Member of the Oregon State Senate from the 29th district
- In office 1997–2013
- Preceded by: Gordon H. Smith
- Succeeded by: Bill Hansell

Personal details
- Born: August 6, 1941 (age 84) Pendleton, Oregon, U.S.
- Party: Republican
- Spouse: Alice
- Children: 4
- Alma mater: University of California, Berkeley University of Oregon (Bachelor's)
- Occupation: Politician

= David Nelson (Oregon politician) =

American Republican politician

David Nelson (born August 6, 1941) is a Republican politician from the U.S. state of Oregon. He served four terms in the Oregon State Senate. He lives in Pendleton, and represented District 29.

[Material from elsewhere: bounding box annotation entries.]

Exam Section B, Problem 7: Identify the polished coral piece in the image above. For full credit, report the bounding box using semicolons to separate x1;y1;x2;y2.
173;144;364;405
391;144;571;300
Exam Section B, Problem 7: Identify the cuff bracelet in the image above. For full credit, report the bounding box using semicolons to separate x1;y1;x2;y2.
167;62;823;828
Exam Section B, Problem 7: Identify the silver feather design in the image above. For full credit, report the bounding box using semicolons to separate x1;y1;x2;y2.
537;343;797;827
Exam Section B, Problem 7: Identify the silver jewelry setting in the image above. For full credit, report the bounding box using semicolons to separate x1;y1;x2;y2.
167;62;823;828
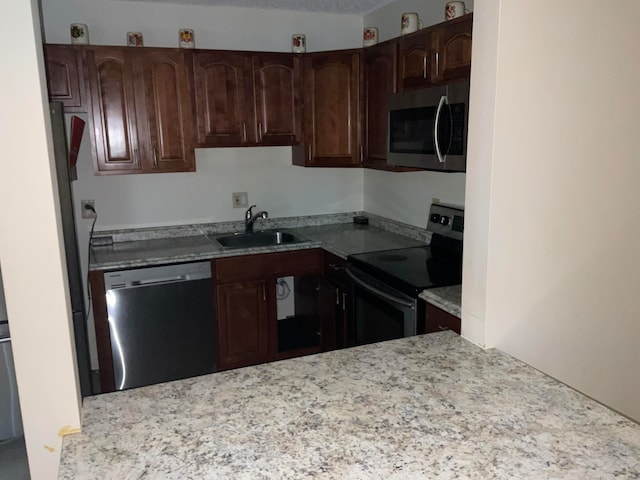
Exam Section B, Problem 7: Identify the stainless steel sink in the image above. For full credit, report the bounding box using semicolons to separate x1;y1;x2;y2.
207;230;304;248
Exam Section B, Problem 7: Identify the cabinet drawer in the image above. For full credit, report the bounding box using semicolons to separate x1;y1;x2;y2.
212;248;322;283
425;303;460;335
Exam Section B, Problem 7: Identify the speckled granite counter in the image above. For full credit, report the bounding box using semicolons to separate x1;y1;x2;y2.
419;285;462;318
90;215;426;270
59;332;640;480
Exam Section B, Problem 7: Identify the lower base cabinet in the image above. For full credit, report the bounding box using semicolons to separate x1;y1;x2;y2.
212;249;330;370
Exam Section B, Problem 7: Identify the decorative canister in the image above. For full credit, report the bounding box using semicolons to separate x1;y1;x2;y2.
180;28;196;48
444;2;469;20
291;33;307;53
70;23;89;45
127;32;144;47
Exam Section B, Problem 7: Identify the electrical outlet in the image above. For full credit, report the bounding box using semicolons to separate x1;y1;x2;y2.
231;192;249;208
80;200;97;218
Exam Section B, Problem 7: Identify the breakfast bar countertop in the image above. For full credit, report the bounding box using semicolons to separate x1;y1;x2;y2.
59;332;640;480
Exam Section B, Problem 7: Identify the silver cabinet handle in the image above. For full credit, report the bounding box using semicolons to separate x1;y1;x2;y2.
433;95;447;163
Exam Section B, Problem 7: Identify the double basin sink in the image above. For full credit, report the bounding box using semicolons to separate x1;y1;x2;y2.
207;230;307;248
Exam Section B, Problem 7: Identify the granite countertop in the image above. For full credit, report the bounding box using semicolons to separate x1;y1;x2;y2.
89;216;427;270
419;285;462;318
59;332;640;480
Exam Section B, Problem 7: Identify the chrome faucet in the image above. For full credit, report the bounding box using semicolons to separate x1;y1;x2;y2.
244;205;269;233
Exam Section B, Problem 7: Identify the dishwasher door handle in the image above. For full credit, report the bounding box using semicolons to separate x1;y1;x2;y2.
129;275;189;287
345;268;416;310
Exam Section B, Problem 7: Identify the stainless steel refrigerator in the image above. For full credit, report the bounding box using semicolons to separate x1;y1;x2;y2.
50;102;94;397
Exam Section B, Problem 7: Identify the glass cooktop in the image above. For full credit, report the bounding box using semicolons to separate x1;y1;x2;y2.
347;236;462;297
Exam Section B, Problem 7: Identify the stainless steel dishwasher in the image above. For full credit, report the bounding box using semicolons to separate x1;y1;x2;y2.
104;262;216;390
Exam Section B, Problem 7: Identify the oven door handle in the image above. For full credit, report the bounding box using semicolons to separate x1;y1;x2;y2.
345;268;416;310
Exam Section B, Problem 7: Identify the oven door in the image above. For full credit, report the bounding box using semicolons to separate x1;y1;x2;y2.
346;265;419;345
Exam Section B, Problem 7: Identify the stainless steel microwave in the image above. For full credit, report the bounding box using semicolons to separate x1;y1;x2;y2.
387;81;469;172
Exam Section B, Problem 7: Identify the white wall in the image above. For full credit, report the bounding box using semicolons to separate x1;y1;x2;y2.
463;0;640;420
42;0;362;52
364;0;473;228
364;0;473;41
0;0;80;480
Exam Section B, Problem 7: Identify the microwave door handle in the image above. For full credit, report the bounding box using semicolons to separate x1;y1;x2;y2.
433;95;448;163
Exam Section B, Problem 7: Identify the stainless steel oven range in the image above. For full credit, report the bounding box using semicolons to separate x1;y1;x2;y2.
346;204;464;346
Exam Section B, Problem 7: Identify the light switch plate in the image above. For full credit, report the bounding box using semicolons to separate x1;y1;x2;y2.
80;200;97;218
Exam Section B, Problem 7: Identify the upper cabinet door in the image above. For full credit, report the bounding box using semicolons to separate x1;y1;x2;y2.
193;52;257;147
134;49;195;172
434;14;473;82
398;30;434;90
86;47;145;174
294;50;362;167
253;54;302;145
364;42;398;169
44;45;86;112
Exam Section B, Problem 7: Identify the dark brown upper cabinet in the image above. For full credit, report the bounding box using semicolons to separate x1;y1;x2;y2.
193;51;301;147
293;50;363;167
44;45;87;112
398;14;473;90
398;30;435;90
253;53;302;145
86;47;195;174
433;14;473;82
363;41;398;170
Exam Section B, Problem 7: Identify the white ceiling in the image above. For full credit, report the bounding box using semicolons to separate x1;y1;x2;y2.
112;0;394;15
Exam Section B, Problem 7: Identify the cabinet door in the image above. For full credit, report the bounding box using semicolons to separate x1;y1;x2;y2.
44;45;86;112
294;50;362;167
364;43;398;169
216;280;269;370
133;49;195;172
253;54;302;145
434;15;473;81
86;47;146;174
398;31;433;90
193;52;256;147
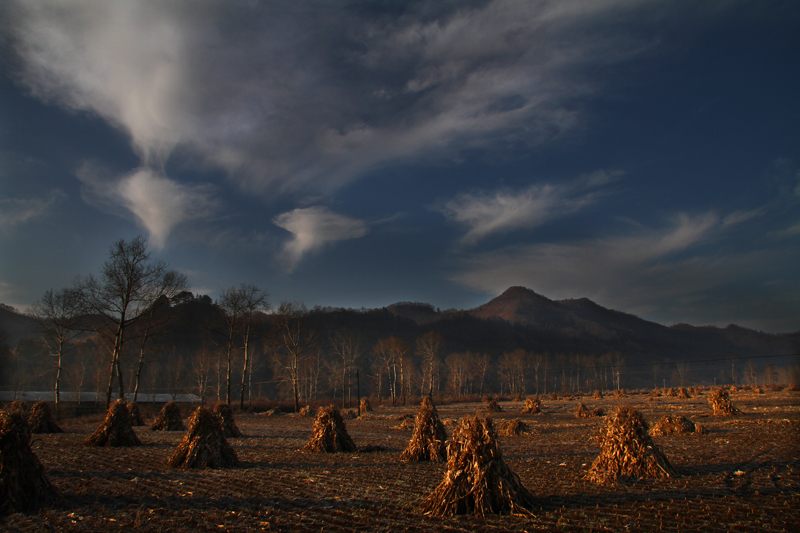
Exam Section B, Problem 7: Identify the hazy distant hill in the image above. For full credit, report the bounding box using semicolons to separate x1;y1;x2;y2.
0;304;36;346
0;287;800;384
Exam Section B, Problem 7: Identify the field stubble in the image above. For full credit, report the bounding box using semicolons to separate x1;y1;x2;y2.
0;392;800;532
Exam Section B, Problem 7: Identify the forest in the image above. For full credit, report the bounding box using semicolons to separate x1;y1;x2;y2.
0;237;800;410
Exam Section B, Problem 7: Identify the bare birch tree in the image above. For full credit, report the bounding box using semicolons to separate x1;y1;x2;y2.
78;235;188;405
31;288;81;418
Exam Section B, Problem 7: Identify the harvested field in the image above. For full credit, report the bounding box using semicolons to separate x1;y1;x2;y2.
0;391;800;532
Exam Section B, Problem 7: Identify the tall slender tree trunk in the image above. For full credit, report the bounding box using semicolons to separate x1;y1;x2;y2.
54;343;64;420
239;323;250;410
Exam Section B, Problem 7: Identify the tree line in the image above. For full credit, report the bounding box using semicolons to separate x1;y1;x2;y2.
4;236;786;412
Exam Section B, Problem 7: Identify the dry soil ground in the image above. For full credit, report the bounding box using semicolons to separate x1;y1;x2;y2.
0;391;800;532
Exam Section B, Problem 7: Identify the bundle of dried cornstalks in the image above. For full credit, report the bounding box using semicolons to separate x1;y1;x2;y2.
0;411;58;515
400;397;447;463
167;404;239;468
28;400;64;433
522;394;542;415
150;402;186;431
497;418;531;437
708;389;741;416
358;397;372;415
128;402;144;426
575;402;605;418
214;402;242;439
422;416;535;517
84;400;142;447
650;415;706;437
303;405;358;453
6;400;28;413
587;406;678;483
483;398;503;413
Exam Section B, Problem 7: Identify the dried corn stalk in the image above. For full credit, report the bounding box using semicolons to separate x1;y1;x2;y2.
708;389;741;416
522;394;542;415
167;404;239;468
84;400;142;447
483;398;503;413
303;405;358;453
0;411;58;515
214;402;242;439
358;397;372;414
587;406;678;483
650;415;705;437
150;402;186;431
128;402;144;426
422;416;535;517
497;418;531;437
400;397;447;463
28;401;64;433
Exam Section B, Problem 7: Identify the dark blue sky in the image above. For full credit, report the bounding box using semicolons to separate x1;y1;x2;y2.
0;0;800;331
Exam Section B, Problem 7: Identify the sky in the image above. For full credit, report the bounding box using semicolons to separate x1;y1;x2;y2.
0;0;800;332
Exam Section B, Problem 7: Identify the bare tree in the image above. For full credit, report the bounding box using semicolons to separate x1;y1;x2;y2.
417;331;444;396
675;363;689;387
133;271;187;402
273;302;315;413
217;287;244;405
191;339;216;404
238;283;269;409
500;348;527;395
31;288;81;418
331;331;361;407
374;337;409;405
79;235;188;405
725;353;739;385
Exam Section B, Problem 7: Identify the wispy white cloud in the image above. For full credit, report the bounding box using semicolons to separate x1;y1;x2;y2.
0;189;66;230
453;213;730;309
4;0;659;192
77;162;219;249
435;171;621;245
273;206;369;272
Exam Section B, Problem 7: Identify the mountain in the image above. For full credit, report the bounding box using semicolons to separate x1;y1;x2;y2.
466;287;800;361
0;287;800;383
0;304;36;346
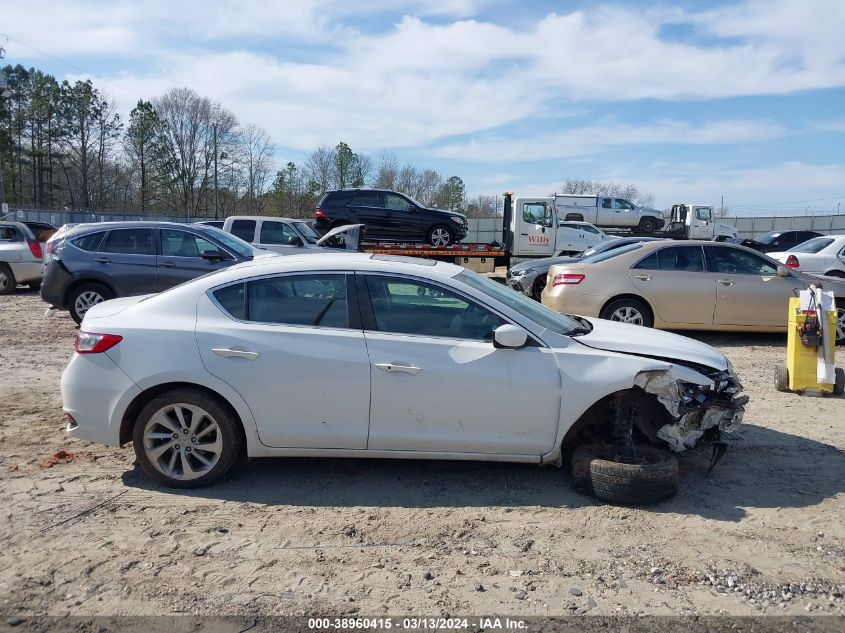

==Early life and education==
David Nelson was born in Pendleton, Oregon, United States.
He attended the University of California at Berkeley, but then transferred to the University of Oregon, where he earned a bachelor's degree in Political Science in 1964. He then managed, and later purchased, a wheat farm in Brady, Montana. He earned a law degree from the University of Montana Law School in 1967.

==Political experience==
Nelson was County Attorney for Pondera County, Montana for 1971-1975.
He served as a senator in the Oregon State Senate from 1996 to 2013; and was Oregon State Senate Majority Leader in 2001.

==Organizations==
David Nelson has been a member of the following organizations:
American Bar Association,
Babe Ruth Association,
Eastern Oregon Symphony,
Education Foundation of Pendleton,
Oregon Wheat League,
Pendleton Swim Association, and
the Rotary Club

==Personal life==
Nelson and his wife Alice have four children and four grandchildren.